A plan’s willingness to collaborate in clinical trials or to endorse experimentation often depends on the medical condition: The state of the art in oncology is a research endeavor because protocols aren’t set. “If you are going to treat cancer, you have to experiment with chemotherapy regimens,” Dobson says. “And managed care companies don’t want to deny high-stakes claims that are highly visible. But the issue for managed care organizations then becomes, ‘Cost to whom?’ You have routine treatments, experimental treatments and a never-never land of uncertainty. When patients take part in clinical research, it’s not at all clear whose costs are whose.”
The answer lies somewhere in the ongoing relationship between academic medicine and managed care. “Health plans realize research moves the medical field forward,” says Ingrum, “but academic centers have to want to partner with us and not point fingers. Academic centers should consider taking some of the financial risk for nonstandard treatments, and health plans must become part of the decision-making process.”
And that, experts say, is increasingly likely. “Where your patients are, the research has to follow,” says Dobson. “Managed care companies know this and to a large extent, I think, they’re willing to go along to get along. All sorts of roles and relationships are starting to evolve, and I’d say that’s mostly for the better.”
Private foundations: research and mediation
Different foundations take different roles,” says James Knickman, Ph.D., vice president for research and evaluation at the Robert Wood Johnson Foundation. “Philanthropies focus on an element of research that doesn’t usually succeed in NIH competitions.”
Says Sherrie Hans, Ph.D., program officer for the health and human services program of the Pew Charitable Trusts: “Foundations want to get the most bang out of the dollars we have. We look for areas that are underfunded or overlooked, or that aren’t approachable because of political issues.” She cites biobehavioral research and work on sexually transmitted diseases.

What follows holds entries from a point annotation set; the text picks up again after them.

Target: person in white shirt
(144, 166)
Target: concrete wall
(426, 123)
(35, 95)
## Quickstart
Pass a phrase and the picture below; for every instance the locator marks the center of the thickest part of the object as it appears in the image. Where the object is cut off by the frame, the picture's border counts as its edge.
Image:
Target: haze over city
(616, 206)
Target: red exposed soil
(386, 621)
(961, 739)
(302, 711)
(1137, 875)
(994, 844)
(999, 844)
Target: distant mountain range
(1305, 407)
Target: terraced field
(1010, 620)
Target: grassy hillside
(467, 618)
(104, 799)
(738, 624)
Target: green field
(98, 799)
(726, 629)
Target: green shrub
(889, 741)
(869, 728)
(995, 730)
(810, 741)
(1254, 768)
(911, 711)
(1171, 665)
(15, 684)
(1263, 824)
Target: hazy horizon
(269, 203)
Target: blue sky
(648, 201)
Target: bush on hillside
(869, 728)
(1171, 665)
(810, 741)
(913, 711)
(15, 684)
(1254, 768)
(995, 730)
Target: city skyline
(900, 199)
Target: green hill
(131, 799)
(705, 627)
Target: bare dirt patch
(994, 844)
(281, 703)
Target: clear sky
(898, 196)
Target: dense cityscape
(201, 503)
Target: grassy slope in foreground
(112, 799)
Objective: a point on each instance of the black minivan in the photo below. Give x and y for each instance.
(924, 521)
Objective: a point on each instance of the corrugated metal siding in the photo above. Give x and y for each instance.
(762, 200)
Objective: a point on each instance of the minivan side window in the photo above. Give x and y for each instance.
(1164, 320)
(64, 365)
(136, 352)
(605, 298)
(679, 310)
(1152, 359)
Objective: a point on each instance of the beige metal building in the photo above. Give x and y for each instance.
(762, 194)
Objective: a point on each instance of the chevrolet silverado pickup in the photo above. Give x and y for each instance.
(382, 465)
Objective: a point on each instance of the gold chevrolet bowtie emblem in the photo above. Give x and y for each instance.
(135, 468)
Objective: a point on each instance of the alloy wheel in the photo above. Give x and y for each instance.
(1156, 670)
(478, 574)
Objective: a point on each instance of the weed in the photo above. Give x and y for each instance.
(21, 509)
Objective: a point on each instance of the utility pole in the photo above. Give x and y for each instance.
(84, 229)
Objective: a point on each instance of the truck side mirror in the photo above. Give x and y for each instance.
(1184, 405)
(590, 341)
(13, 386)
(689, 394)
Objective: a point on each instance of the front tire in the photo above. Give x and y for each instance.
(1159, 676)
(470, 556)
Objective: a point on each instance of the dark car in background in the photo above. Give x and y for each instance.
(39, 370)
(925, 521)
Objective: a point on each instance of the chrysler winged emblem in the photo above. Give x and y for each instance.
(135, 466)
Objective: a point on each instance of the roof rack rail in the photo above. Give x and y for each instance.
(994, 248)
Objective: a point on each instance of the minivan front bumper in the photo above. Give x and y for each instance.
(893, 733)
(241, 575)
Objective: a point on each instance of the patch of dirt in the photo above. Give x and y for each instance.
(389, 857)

In 1996, health grants totaled $1.2 billion, or 16 percent of the $7.3 billion distributed by philanthropies for all purposes. Of that, $255 million–22 percent–was earmarked for medical research, 22 percent higher than 1995. According to the 1997 “Survey of Funders of Biomedical and Health Research,” published jointly by Pew and other philanthropies, 35 foundations that fund medical research intend to increase their financial commitment. Foundations are also awarding grants to gather information about the effect of managed care on medical center research; several Pew grants, for instance, will attempt to track changes in patient availability and clinical demands.
Private foundations bring a different perspective to the research dialogue. “All stages of research are essential for any breakthrough,” says Knickman. “You need basic discovery and clinical trials, but you also need to integrate treatment into the real world of financial incentives, organizational rigidities and political considerations.”